Buyer’s conditions continued to dominate Calgary’s resale housing market in October.
Statistics released by the Calgary Real Estate Board for the month indicated slower demand, an elevated level of supply and declining prices. October saw the fifth consecutive month that citywide benchmark prices have fallen.
Ann-Marie Lurie, CREB’s chief economist, said she doesn’t expect much to change for the rest of the year.
“There hasn’t been any real change in the economic climate. We still have in Calgary a fairly high unemployment rate and the demand just hasn’t been that strong and we still have too much supply in the market. So it’s going to take some time to work all of that out,” she said.
“We need to see a couple of things happen. We’ve seen improvement in in-migration which is a good thing but we also need to see some of those job numbers start to come back.

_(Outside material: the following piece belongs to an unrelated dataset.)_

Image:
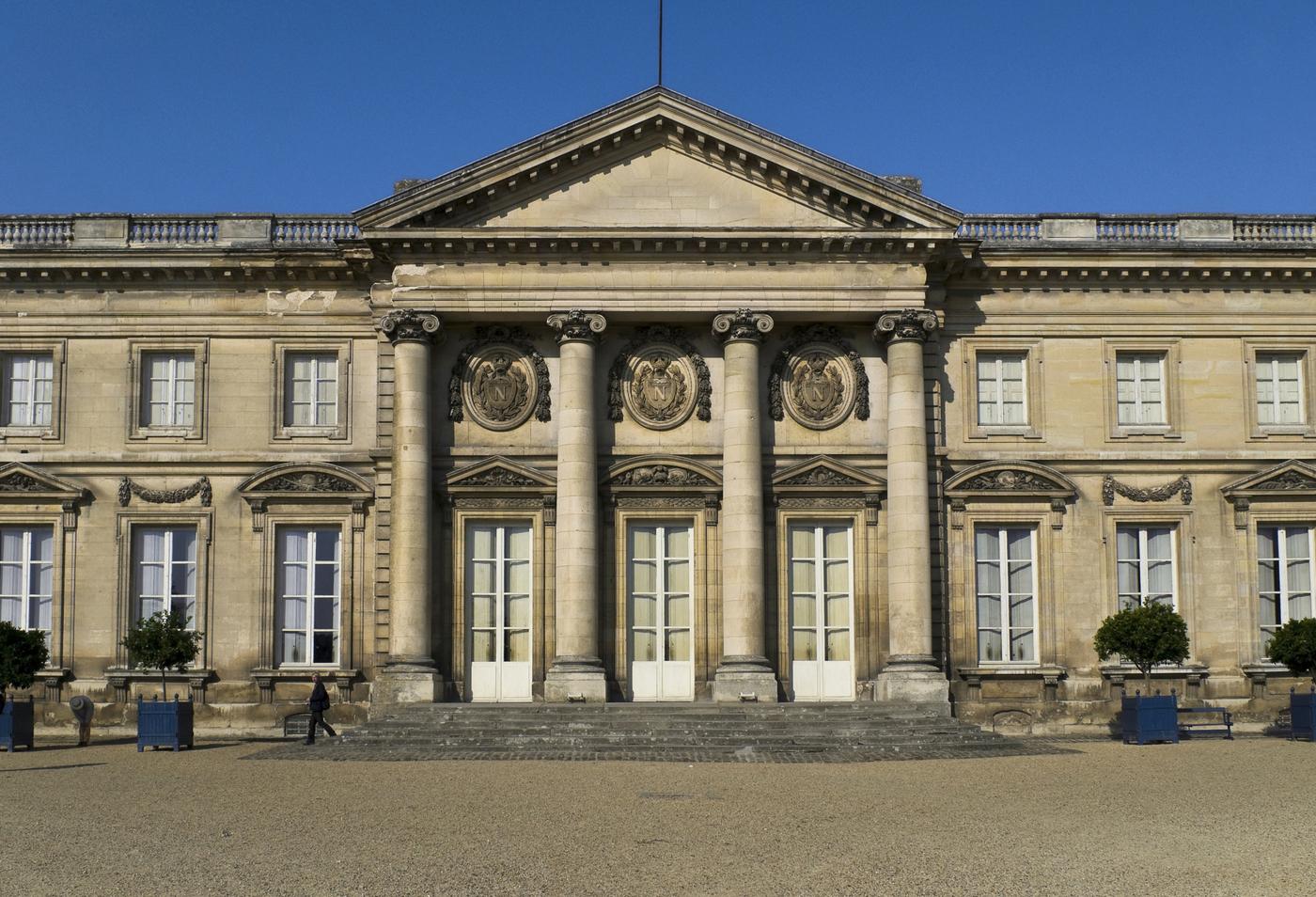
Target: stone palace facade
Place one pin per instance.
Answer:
(657, 406)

We need to see some improvements in employment or we need to start to see some of those listings come off. We’ve seen a bit of that over the last couple of months but it’s not enough yet to really account for this lower demand quite yet. Supply at some point should adjust to the new norm of demand. But that takes a lot longer.”
According to CREB’s monthly stats for October:
- MLS sales of 1,322 were down 9.88 per cent from a year ago;
- Sales volume of $619.53 million fell by 11.11 per cent;
- New listings of 2,440 for the month were off by 6.44 per cent;
- The inventory of homes for sale at the end of the month rose by 13.35 per cent to 7,345;
- The months of supply that it would take to sell all the listed properties rose by 25.78 per cent to 5.56 months;
- The average days on the market to sell a home was up by 20.69 per cent to 60 days;
- The sales to new listings ratio decreased by 2.07 per cent to 54.18 per cent;
- The sales to list price ratio was down 0.74 per cent to 96.37 per cent;
- The benchmark price – which indicates typical properties in the market – dropped by 2.94 per cent to $426,300;
- The median price fell by 1.14 per cent to $410,250; and
- The average sale price declined by 1.36 per cent to $468,634.

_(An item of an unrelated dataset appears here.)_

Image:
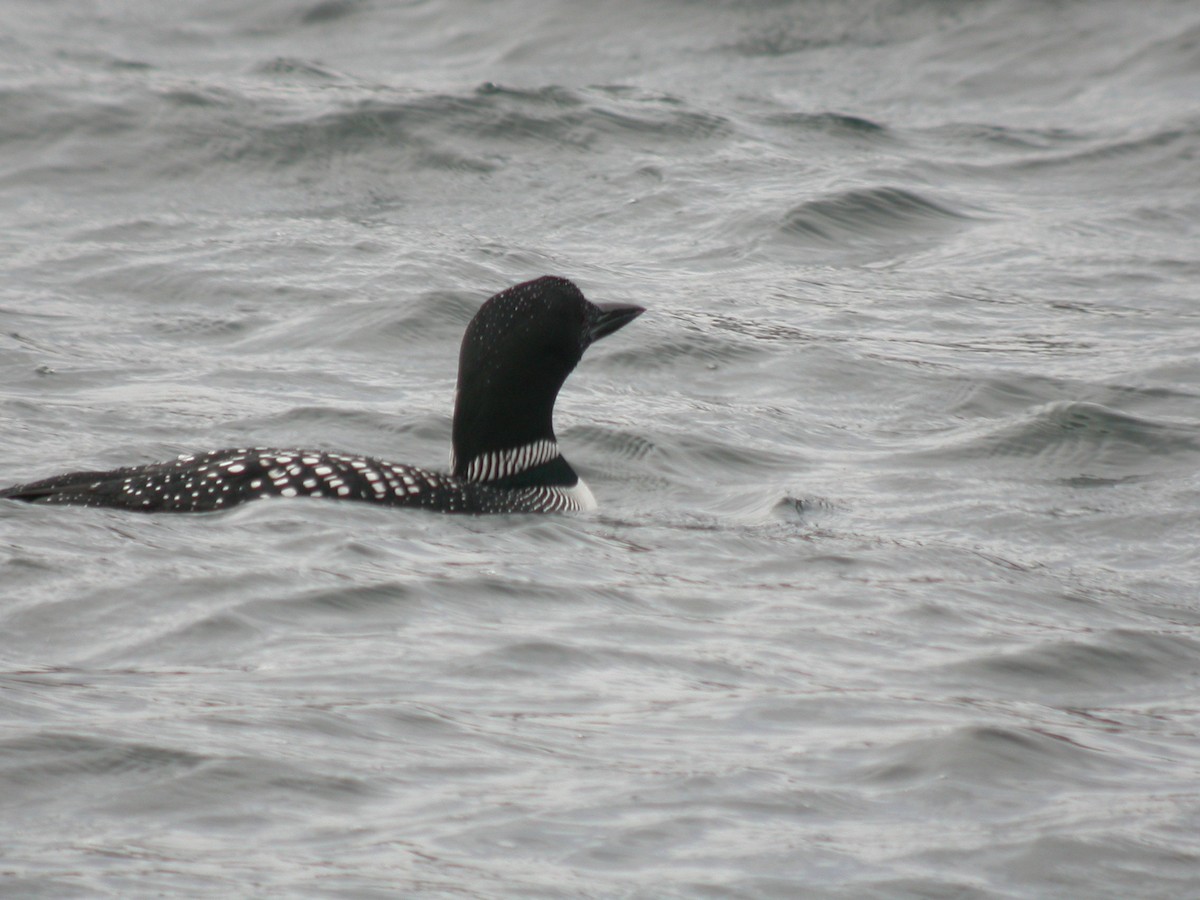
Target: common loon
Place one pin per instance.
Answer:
(515, 355)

The months of supply remains on the high end, explained Lurie. Typically the range is around the three months to four months of supply for October.
“So we’re definitely higher than we traditionally see at this time of year,” added Lurie.
“When prices are falling that’s usually an indication that you’re oversupplied in your market and that’s what we’ve been seeing. Prices have been generally trending down for the past five months.”
The price reduction can cause the inventory to start to come off because listings start to ease or some of the sales activity could start to pick up, she said.